Writing a statement of purpose for me is an especially difficult task. It isn’t that I believe I don’t have a purpose, it’s just that the purpose I believe I currently have, I can’t prove to be the reassertion of a long running idea in my head, something that was the natural outcome of my existence up until this moment.
I began rummaging through old sock drawers, school mementos and other things of my childhood that would hopefully link up to the idea that I want to work in development, or at the very least give me inspiration to write about something.

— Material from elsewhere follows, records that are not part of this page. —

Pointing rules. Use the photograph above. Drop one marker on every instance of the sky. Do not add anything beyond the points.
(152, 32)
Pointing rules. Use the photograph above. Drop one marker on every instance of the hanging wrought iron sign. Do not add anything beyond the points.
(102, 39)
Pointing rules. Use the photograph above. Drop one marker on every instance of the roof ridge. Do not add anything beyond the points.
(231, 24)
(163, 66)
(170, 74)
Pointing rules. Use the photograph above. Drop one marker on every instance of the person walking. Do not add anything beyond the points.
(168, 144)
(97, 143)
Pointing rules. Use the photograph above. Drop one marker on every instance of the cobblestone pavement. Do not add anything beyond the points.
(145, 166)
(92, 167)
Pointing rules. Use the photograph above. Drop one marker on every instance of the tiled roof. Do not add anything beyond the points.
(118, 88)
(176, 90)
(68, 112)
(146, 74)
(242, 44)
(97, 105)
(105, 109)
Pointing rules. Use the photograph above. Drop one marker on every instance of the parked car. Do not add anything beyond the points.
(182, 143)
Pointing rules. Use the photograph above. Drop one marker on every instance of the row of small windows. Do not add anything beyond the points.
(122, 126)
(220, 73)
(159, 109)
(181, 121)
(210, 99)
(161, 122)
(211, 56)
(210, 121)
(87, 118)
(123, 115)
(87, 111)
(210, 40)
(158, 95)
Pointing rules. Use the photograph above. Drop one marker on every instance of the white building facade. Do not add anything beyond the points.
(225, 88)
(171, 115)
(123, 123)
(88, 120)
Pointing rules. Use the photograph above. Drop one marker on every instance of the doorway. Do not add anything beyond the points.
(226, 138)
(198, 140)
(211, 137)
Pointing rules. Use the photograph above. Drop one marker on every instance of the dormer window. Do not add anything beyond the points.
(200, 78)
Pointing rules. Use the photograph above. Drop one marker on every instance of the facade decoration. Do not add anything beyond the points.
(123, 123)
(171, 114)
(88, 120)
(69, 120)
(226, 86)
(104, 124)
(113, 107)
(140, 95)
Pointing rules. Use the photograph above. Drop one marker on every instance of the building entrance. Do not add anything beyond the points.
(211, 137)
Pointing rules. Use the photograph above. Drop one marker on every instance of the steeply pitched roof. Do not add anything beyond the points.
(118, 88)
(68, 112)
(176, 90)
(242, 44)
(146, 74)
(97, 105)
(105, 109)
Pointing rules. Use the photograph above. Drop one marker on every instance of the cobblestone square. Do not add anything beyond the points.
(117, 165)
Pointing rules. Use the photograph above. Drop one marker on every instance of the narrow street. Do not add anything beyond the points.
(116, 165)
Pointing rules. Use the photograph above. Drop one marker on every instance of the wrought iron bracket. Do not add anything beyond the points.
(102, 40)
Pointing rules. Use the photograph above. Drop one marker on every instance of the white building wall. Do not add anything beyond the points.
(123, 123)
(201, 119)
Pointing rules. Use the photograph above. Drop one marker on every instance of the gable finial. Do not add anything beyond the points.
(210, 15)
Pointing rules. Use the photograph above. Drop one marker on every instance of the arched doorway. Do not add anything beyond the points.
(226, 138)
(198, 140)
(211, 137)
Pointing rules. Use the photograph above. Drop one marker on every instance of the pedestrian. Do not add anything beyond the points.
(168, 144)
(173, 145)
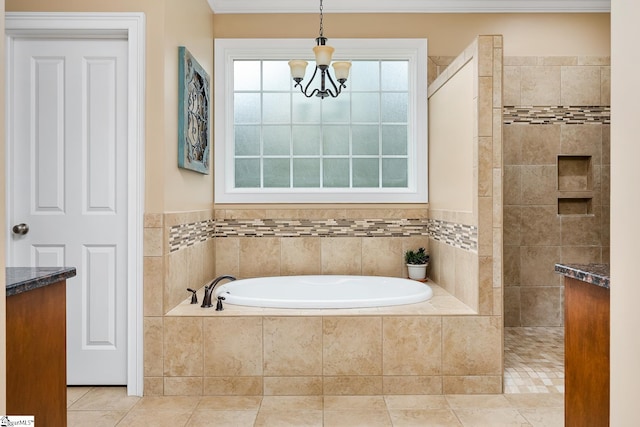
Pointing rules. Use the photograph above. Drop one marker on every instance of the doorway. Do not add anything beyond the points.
(74, 29)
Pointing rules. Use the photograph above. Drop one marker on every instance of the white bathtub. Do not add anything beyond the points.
(324, 291)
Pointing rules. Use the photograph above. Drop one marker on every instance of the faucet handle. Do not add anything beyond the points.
(219, 304)
(194, 296)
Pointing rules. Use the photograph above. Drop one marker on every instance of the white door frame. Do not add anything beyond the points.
(132, 27)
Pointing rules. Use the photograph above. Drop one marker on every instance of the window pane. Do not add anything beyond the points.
(306, 140)
(277, 140)
(335, 140)
(395, 75)
(306, 173)
(364, 75)
(276, 107)
(394, 107)
(247, 173)
(365, 173)
(247, 140)
(246, 75)
(276, 173)
(366, 140)
(276, 76)
(336, 110)
(365, 107)
(335, 173)
(394, 173)
(246, 108)
(394, 140)
(305, 110)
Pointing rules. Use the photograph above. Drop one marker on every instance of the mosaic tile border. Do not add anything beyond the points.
(460, 236)
(556, 115)
(457, 235)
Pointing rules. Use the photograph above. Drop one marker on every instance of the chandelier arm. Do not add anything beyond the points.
(309, 84)
(338, 88)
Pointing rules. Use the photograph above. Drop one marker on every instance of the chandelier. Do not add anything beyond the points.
(323, 53)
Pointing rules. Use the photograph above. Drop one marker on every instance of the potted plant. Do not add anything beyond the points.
(417, 262)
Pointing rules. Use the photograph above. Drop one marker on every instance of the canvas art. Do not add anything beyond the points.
(193, 113)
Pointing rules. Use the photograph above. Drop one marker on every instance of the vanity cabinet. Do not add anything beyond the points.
(36, 344)
(586, 350)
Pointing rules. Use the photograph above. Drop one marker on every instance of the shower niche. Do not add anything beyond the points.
(575, 185)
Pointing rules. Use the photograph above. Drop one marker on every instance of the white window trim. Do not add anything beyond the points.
(228, 50)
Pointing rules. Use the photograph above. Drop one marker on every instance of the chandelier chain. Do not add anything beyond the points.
(321, 24)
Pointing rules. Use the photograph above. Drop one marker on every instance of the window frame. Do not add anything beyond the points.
(228, 50)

I found what I was looking for. They were small round cardboard badges with the word ‘LAMP’ written at the back in capitals, with the front of each decorated with a stick figure doing something different like swimming, or lighting a fire or eating. It didn’t take me long at all to recollect that LAMP stood for learning association movement programme, a string of the longest and most intellectual sounding words I knew at the time. LAMP was more than that though; it was a ‘club’ that I had conned my neighborhood friends into joining, and participating in, and it aimed (if I can be bold enough to say so) at teaching people essential life skills so that, no joke, they could develop themselves. Hence the eating and the fire and the swimming. I think I’d borrowed the idea from all the Hollywood movies I’d watched about little kids going off to camp, but not having the same in India, I tried to set one up . The club dwindled out due to lack of support, and probably more because we’d reached that age where the boys wouldn’t play with the girls and vice versa.
The next time, during the course of my youth that I can truly say that I thought about development as a career option was during my visit to a small city called dindigul as a part of the state football team. We were representing Delhi at the girls Under 17 football nationals, and the host of this tournament so greatly important for us was a mere speck on the map in Tamil Nadu. I remember when the train halted at the station in Dindigul. I’d never before been to such a remote city (if I can call it that), and I remember at that precise moment realizing the differences between the big cities and the rest of India. It was perhaps a long awaited revelation, something that should have struck me before. Travelling by train in India takes you through many remote regions, and you can catch a glimpse of farmers in their paddy fields and their broken down shacks. It takes a while to register that that is all they have. While I don’t doubt their happiness, it sometimes affects me when I picture the differences between the farmer in modern India and the farmer in Europe. I passed by a lot of farms while living in france, and the comparison between the two was stark. So when questioned about my motivation for working in development I am often slightly uncomfortable. I don’t wish to sound patronizing and pretentious and argue that I want to work in development to make a difference to the vast majority of people in my country, but actually, my idea is simply just that.